Perhaps this movement could be called “Grow Up, Governments” (inspired by Greta Thunberg) as it challenges them to show how much they value their people by forgetting economic targets, and instead showing gains on the happiness index, removal of carbon dioxide from the atmosphere, and progress towards zero emissions. Do you think it would catch on?
Can you please give us your favorite “Life Lesson Quote”? Can you share how that was relevant to you in your life?
Many come to mind, but what really drives me is the knowledge that life really is fleeting. Anthony and I know how precious it is having both lost many people in our lives. Several have been younger than we are now, including my dad who died at 38. That undoubtedly has had a great impact on me, and motivates me daily to have a connected and happy life with my kids, to really do all of the things I want to do, and try to have the most positive impact I can along the way.
A specific quote that I used to have in my home was by the Dalai Lama about never giving up. I love it because it urges me to keep on going even though it’s a lonely road and many people won’t like what I’m saying. It also reminds me to always have compassion for where others are at, and compassion for myself as I make mistakes along the way. And it gave me more strength to go against the norm of sending our kids to school and living a traditional family life.

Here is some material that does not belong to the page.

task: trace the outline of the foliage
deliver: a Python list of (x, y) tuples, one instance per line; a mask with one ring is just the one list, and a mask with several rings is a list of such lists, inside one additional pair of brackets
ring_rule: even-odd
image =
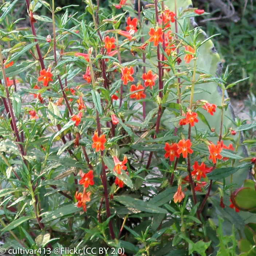
[[(239, 253), (245, 218), (234, 197), (225, 205), (255, 164), (240, 139), (255, 124), (229, 119), (238, 82), (218, 71), (213, 36), (192, 27), (203, 11), (155, 0), (138, 13), (121, 0), (109, 14), (86, 0), (60, 14), (27, 0), (28, 29), (19, 1), (0, 16), (1, 253)], [(43, 7), (51, 17), (35, 14)]]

I had been ‘developing my heart’ as he puts it for the previous several years before becoming a mother, and thus knew I wanted my kid’s educations to be non-competitive and not focused on academics to the exclusion of many other qualities. I think the Dalai Lama is right in saying we spend too much time in the West on the mind, and after first trialling education outside of the school system, Anthony and I now feel confident in raising our kids to know themselves deeply, to be globally-minded, creative and resilient, to learn practical skills and engage in real-world social situations, and to not have to compete with their peers.
“No matter what is going on
Never give up
Develop the heart
Too much energy in your country
Is spent developing the mind
Instead of the heart
Not just to your friends
But to everyone
Work for peace
In your heart and in the world
Work for peace
And I say again
Never give up
No matter what is going on around you
Never give up”
Is there a person in the world, or in the US whom you would love to have a private breakfast or lunch with, and why? He or she might just see this, especially if we tag them. 🙂
There are so many people I would love to chat with! I am greatly inspired by strong women who have stepped up to share their messages with the world, like Loung Ung, Malala Yousafzai, Patrisse Cullors, Rosie Batty, Emma Gonzalez, Waris Dirie, and many others who speak out about injustice and put themselves in the spotlight to raise awareness.
I am also inspired by environmentalists and climate action advocates like former Australian Senator Bob Brown, Jane Goodall, Bill McKibbon, David Attenborough and Greta Thunberg. And Leonardo DiCaprio of course, he is one of the biggest examples of using his platform for social impact, isn’t he? I’d love to chat with him and ask about how he deals with having such a high profile, and how he balances his activism with being artistic.
I think I will move into creative writing in addition to what I’m doing now, because stories can be huge catalysts for change in addition to reporting and documentaries. If you’re setting up a brunch with Leo for me, please let him know I want to discuss a climate change narrative idea!
This was very meaningful, thank you so much!
Thanks again for having me, and for sharing all of these social impact stories.